Mr Rubinstein and Mrs Arbel have yet to decide whether he should be tried for alleged improprieties surrounding January's short lived appointment of Jerusalem lawyer Ronnie Bar On as the state's attorney general. But the resounding silence yesterday from the ministers who might have been expected to rally to his defence suggested that, even if he is not charged, he may not be able to hold on to his job.

That isolation stems from many factors, but none more crucial than the perverse manner in which Mr Netanyahu has handled many of his personnel decisions in the brief, 10 month period since he succeeded Shimon Peres and became Israel's ninth Prime Minister. He alienated the Finance Minister, Dan Meridor, by initially trying to leave him out of the cabinet; he did the same with Ariel Sharon, the infrastructure minister who had campaigned so energetically on his behalf; he has maintained a long simmering rivalry with Foreign Minister, David Levy, who threatened to resign three times in the first few weeks of the government's term; and he has slighted his Defence Minister, Yitzhak Mordechai, apparently out of concern for Mr Mordechai's burgeoning popularity with the Likud rank and file.

All these key figures share varying degrees of disaffection with the Prime Minister. None of them would be remotely sorry to see him fall.

What is worse for Mr Netanyahu is that each of the minor parties in his governing coalition also has its reasons for contemplating his departure with equanimity.

NATAN Sharansky's Russian immigrant party and Avigdor Kahalani's Third Way are both riding high in the polls, and could face the electorate confident of increasing their standing in the Enesset if a Netanyahu resignation were eventually to lead to new general elections. The National Religious Party, standard bearer for the West Bank settlers, was furious with Mr Netanyahu for sanctioning January's Israeli military pull out from most of Hebron, and had been quietly seeking around for a more "solid" right wing prime ministerial candidate even before the "Bar On Affair" exploded.

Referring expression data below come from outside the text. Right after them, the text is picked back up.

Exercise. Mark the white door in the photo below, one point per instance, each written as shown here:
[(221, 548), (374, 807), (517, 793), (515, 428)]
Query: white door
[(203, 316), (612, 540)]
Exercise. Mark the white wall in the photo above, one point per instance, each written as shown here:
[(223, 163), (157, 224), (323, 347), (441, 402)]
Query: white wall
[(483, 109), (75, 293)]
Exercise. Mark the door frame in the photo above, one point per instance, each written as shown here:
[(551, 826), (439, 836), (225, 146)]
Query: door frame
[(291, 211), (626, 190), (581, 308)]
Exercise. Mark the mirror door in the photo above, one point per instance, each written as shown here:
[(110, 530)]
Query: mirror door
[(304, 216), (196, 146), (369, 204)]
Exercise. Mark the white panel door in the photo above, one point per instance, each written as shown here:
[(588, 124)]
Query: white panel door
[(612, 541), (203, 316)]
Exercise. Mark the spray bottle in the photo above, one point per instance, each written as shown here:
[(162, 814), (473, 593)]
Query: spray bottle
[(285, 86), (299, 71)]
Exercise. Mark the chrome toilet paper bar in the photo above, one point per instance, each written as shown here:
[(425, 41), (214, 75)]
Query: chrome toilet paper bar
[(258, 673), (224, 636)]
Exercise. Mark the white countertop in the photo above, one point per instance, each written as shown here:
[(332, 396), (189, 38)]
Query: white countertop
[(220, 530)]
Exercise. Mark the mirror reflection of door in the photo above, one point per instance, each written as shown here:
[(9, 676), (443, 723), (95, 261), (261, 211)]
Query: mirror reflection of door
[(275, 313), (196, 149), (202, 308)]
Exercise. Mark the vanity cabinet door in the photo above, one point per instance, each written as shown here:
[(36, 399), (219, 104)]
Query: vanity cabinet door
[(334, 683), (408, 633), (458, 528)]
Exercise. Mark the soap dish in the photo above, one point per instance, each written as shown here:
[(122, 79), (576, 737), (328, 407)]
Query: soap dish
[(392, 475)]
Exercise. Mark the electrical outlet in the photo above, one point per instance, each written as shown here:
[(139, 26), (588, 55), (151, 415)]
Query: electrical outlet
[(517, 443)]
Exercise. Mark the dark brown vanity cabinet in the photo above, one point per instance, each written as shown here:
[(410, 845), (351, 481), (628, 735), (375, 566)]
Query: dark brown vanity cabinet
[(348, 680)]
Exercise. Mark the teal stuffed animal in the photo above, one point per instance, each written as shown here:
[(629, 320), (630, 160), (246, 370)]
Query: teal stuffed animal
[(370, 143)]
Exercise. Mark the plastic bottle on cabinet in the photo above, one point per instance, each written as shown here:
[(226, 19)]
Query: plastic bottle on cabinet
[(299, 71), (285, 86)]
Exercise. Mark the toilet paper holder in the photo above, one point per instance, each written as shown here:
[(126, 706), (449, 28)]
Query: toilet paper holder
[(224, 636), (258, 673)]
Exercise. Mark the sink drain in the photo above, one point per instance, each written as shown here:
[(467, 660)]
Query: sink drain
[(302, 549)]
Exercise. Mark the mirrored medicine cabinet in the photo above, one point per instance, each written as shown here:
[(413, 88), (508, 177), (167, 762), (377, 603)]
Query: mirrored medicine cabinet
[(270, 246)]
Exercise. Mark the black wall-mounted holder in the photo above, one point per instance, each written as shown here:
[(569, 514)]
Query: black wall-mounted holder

And sources in the Shas ultra Orthodox party - whose leader, Aryeh Deri, was allegedly the moving force behind the appointment of Mr BarOn, reportedly hoping to gain a plea bargain in his own corruption trial from a weak attorney general - were hinting yesterday at a possible imminent cabinet departure.

What all this means is that, no matter how the prosecution authorities decide to proceed, the very shadow of corruption now hovering over a Prime Minister deeply unloved by his cabinet colleagues may be enough to bring about his downfall.

In the fast moving, world of domestic Israeli politics, it is foolish to try to predict developments more than a few hours in advance. But the prospect of a minister or two resigning, and triggering a domino effect that essentially destroys the cabinet, is by no means remote.

DETAILS of the police allegations concerning Mr Netanyahu have yet to be publicised. But they presumably centre on the fact that Mr Netanyahu forced Mr Bar On's appointment through a reluctant cabinet, reportedly against the advice of his own legal advisers, when he ought to have been aware the candidate had none of the qualities or expertise required of an attorney general. At the very least, he should have known there was something fishy going on.

His advisers were attempting yesterday to paint the affair as some kind of elitist, leftist conspiracy against a government primarily supported by working class and rightwing Israelis. But, while there might have been some mileage in this strategy were the legal establishment leading the calls for Mr Netanyahu's indictment, it is hard to see many Israelis being persuaded that their no nonsense police force is a bastion of the middle class establishment.

In the early days of the Bar On Affair, the Israeli media christened the scandal "Bibigate", but then eschewed that nickname as the weeks went by and the conventional wisdom had it that the stench of corruption would not rise as high as the Prime Minister. Now the Netanyahu Nixon comparison seems unavoidable, as Israel's increasingly isolated political leader and his few loyal aides take on the media, the legal authorities and even the police in an effort to survive before a slightly baffled and rather sceptical public.